Pour une fois, ça l'arrangeait, cela-dit. Elle pourrait toujours faire peser un accident sur l'autopsie.

— Tu détestes toujours autant porter des vêtements souillés ?

Elle fronça les sourcils, les mains sur les hanches.

— Pas toi ?

— Disons que ma profession est aussi salissante que la tienne. Si je commence à me changer à chaque fois que je me tache, je passerai plus de temps dans ma chambre qu'avec nos patients.

Solange baissa brusquement la tête, espérant que les ombres dissimuleraient la rougeur de ses joues. Pourquoi fallait-il qu'elle l'imagine nu, occupé à laver ses longs membres de la poussière, du sang et de la sueur d'une journée de travail ?

Son esprit avait toujours été du genre à sauter du coq à l'âne très facilement. Et puis son imagination était particulièrement libérée. Cette créativité avait été un atout incroyable dans sa courte carrière de modiste.
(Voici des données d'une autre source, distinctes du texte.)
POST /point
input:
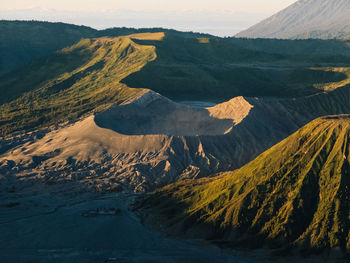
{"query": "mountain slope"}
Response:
(306, 19)
(75, 80)
(98, 72)
(23, 41)
(294, 194)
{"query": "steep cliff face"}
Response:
(306, 19)
(294, 194)
(150, 141)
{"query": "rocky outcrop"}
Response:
(151, 141)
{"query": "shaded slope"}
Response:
(306, 19)
(149, 141)
(74, 81)
(22, 41)
(220, 69)
(296, 193)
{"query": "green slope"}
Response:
(76, 80)
(294, 194)
(22, 41)
(184, 66)
(218, 69)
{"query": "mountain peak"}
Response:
(294, 194)
(306, 19)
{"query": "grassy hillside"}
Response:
(182, 66)
(219, 69)
(75, 80)
(294, 194)
(22, 41)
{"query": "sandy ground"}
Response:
(45, 224)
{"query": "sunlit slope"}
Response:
(219, 69)
(305, 19)
(74, 81)
(296, 193)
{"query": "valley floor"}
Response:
(48, 225)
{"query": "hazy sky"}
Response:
(250, 6)
(217, 17)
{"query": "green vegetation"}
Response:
(65, 84)
(295, 194)
(215, 69)
(76, 80)
(22, 41)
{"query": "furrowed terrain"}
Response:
(135, 139)
(294, 195)
(305, 19)
(85, 126)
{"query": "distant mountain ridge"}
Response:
(294, 195)
(306, 19)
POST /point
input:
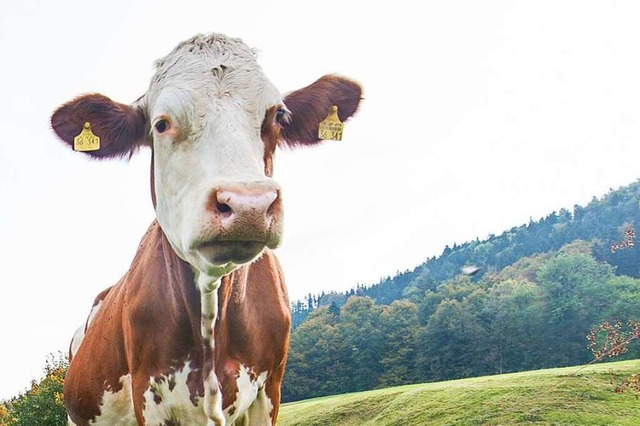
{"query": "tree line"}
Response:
(540, 289)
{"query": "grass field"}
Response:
(562, 396)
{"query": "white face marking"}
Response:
(117, 407)
(213, 136)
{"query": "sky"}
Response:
(477, 117)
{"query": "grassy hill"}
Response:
(560, 396)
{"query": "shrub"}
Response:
(42, 404)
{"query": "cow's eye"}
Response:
(161, 125)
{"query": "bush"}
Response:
(42, 405)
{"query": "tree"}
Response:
(399, 325)
(42, 404)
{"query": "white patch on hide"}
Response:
(78, 336)
(252, 406)
(117, 407)
(168, 398)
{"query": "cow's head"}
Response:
(213, 121)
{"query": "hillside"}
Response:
(565, 396)
(541, 289)
(602, 222)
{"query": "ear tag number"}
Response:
(86, 140)
(331, 127)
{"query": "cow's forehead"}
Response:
(216, 65)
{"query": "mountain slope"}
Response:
(564, 396)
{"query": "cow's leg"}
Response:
(272, 390)
(209, 313)
(259, 413)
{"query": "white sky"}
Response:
(478, 116)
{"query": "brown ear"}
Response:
(310, 105)
(121, 128)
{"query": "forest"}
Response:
(539, 291)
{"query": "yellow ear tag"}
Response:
(86, 140)
(331, 127)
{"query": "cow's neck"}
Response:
(207, 287)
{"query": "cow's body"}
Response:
(196, 332)
(138, 322)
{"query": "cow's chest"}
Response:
(173, 399)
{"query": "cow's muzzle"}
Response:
(245, 218)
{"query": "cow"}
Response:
(196, 332)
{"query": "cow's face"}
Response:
(207, 106)
(213, 121)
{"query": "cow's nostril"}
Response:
(224, 209)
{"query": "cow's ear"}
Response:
(312, 104)
(121, 128)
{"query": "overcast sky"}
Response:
(478, 116)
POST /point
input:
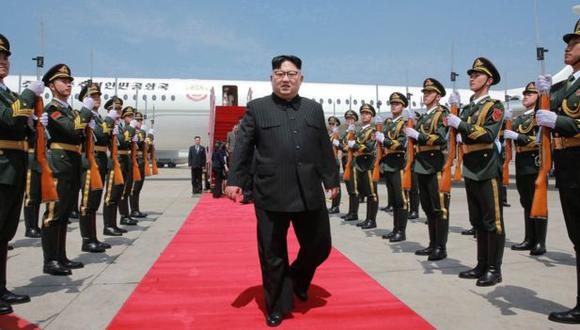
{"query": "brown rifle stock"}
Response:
(407, 173)
(377, 166)
(540, 203)
(47, 186)
(446, 176)
(346, 176)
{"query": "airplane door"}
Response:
(230, 95)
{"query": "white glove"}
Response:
(37, 87)
(44, 119)
(453, 120)
(411, 133)
(89, 103)
(113, 114)
(546, 118)
(454, 98)
(544, 83)
(379, 136)
(509, 134)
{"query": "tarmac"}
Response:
(531, 288)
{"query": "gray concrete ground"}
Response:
(532, 286)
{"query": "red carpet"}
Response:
(208, 277)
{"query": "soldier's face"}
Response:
(286, 81)
(572, 52)
(4, 65)
(529, 100)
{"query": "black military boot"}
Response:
(429, 249)
(529, 235)
(541, 228)
(400, 233)
(86, 227)
(492, 274)
(354, 203)
(62, 258)
(479, 269)
(50, 236)
(31, 221)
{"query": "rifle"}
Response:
(377, 166)
(347, 170)
(407, 174)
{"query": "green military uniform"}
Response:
(15, 112)
(429, 161)
(527, 153)
(91, 199)
(113, 192)
(353, 203)
(481, 121)
(125, 138)
(65, 128)
(364, 149)
(143, 144)
(334, 134)
(565, 101)
(393, 166)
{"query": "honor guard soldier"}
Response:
(127, 136)
(364, 147)
(564, 120)
(113, 189)
(394, 141)
(65, 127)
(524, 134)
(430, 136)
(479, 125)
(142, 143)
(351, 118)
(16, 121)
(90, 96)
(333, 125)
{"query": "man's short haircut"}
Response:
(278, 60)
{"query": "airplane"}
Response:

Face à un médecin, en revanche...

— Je suis un peu tatillonne là-dessus, je l'avoue.

Avec un petit rire, Marius enleva son chapeau et le posa sur un des bancs de pierre du jardin.

— J'avais remarqué, oui. Tu veux que je te procure de nouvelles robes ?

— Non, c'est bon, je...

Solange perdit ses mots lorsque le masque à bec d'oiseau suivit, révélant un visage à la beauté sauvage qu'elle ne connaissait que trop bien. Elle ne le voyait pas si souvent, mais chacun de ses traits taillés à la serpe était gravé dans son esprit.

Peut-être même qu'elle les avait immortalisés sur un carnet qu'elle gardait précieusement sous son lit.

Personne n'avait à le savoir.

Ses cheveux d'un blond sale, presque poussiéreux, étaient coupés courts et donnaient une profondeur saisissante à ses iris noires. Une profonde cicatrice traversait sa joue et coupait sa bouche, faisant échos à d'autres, moins profondes et visibles.

Lentement, elle déglutit, tentant de ne pas s'étouffer au passage. Ce que ça pouvait être difficile de ne rien laisser paraître quand il se trouvait aussi proche d'elle, encore plus tête nue ! Elle rougissait comme une enfant, luttait pour former une phrase cohérente et devait en permanence se retenir de le toucher.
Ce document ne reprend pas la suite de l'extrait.